As mentioned in today’s blog intro, the new Lenny newsletter includes an essay by Jennifer Lawrence called Why Do I Make Less Than My Male Co-Stars? This is Jennifer Lawrence, the highest paid actress in Hollywood. Oscar winner. Multiple Oscar nominee. Katniss. Mystique. And she’s still not on the level.

Yesterday when I posted about Jennifer Lawrence and her interview with Diane Sawyer – click here for a refresher – I hoped that she would address the issue during that conversation. She’s decided to write about it first, instead, and I love this. Because these words can't be chopped up and edited. Or interrupted. This is JLaw’s flow.

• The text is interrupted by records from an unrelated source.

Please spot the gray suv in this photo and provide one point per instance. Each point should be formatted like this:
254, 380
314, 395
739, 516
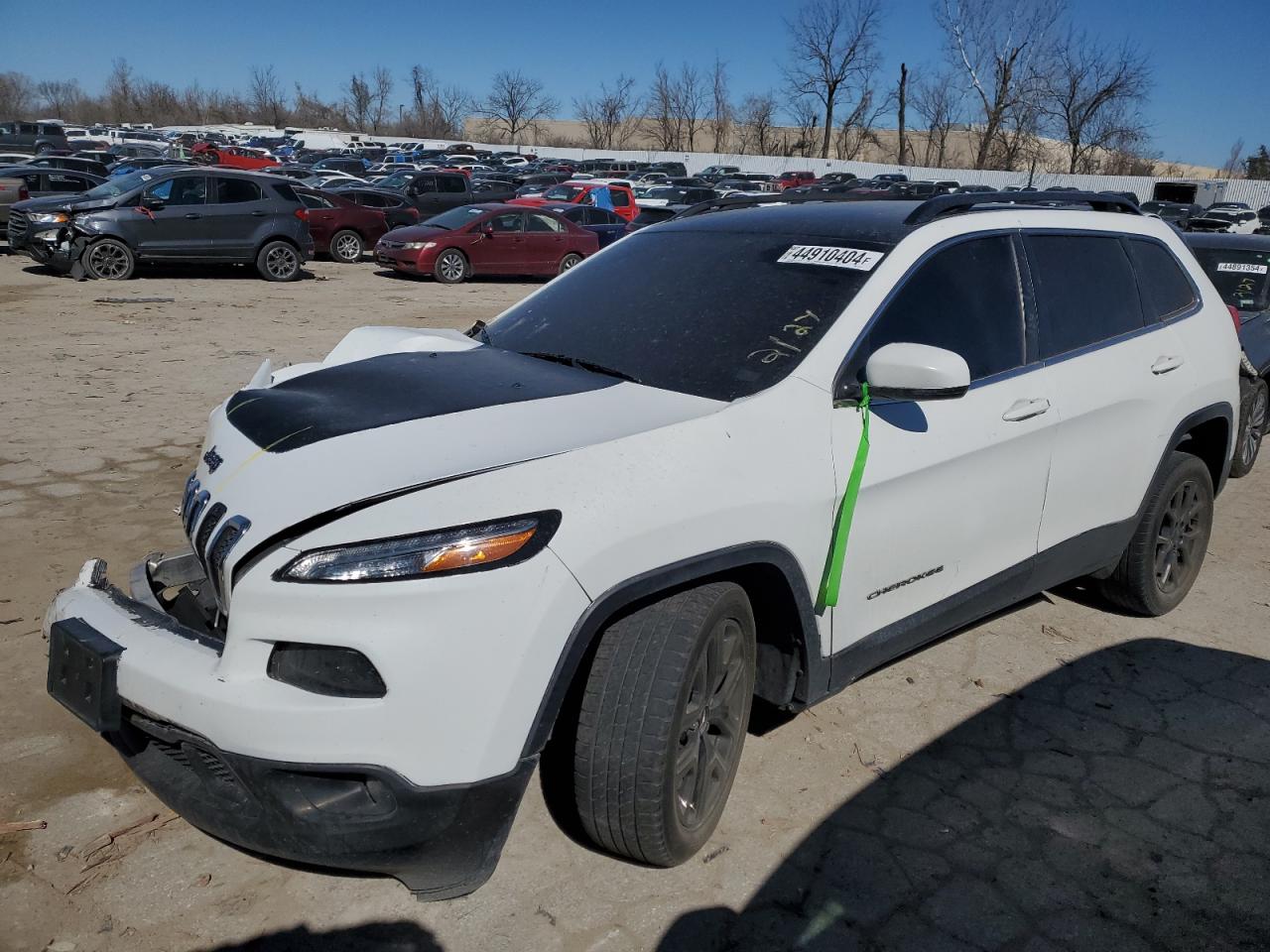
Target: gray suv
168, 214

And her flow is charming. That’s how Duana described it in a text to me right after she’d read it. I texted back that, yes, it’s totally charming and that Jennifer writes to her personality. And, always the wiser, Duana added that it’s because she CAN. That somehow, Jennifer Lawrence, even though she’s JENNIFER LAWRENCE, has managed to not be precious about being JENNIFER LAWRENCE without losing a certain amount of self-awareness:

“It’s hard for me to speak about my experience as a working woman because I can safely say my problems aren’t exactly relatable.”

This is an important qualification. Because when Jennifer Lawrence isn’t being compensated equally, the consequences to her aren’t a mortgage and putting away for her kids and having enough to retire. Just in case you miss it though, she repeats it soon after:

“I didn’t want to keep fighting over millions of dollars that, frankly, due to two franchises, I don’t need. (I told you it wasn’t relatable, don’t hate me).”

It’s true. She doesn’t “need”. But the “lucky people with dicks” don’t “need” either. And they have the advantage.

There are no revelations here in Jennifer’s piece. She’s not telling us anything we didn’t already know and, as women, probably all live. And I appreciate that she doesn’t pretend to either. Rather, she’s speaking about her feelings and her struggles, that even she gets caught up in the expectation that her first behavioural priority is to be “liked”. Liked before respected, and therefore not “difficult”.

Jennifer acknowledges that she’s still getting there. That the pressure to be “liked” is hard to shake, that we’ve gotten so used to feeling good about being liked that we’ve convinced ourselves that it feels better than being heard.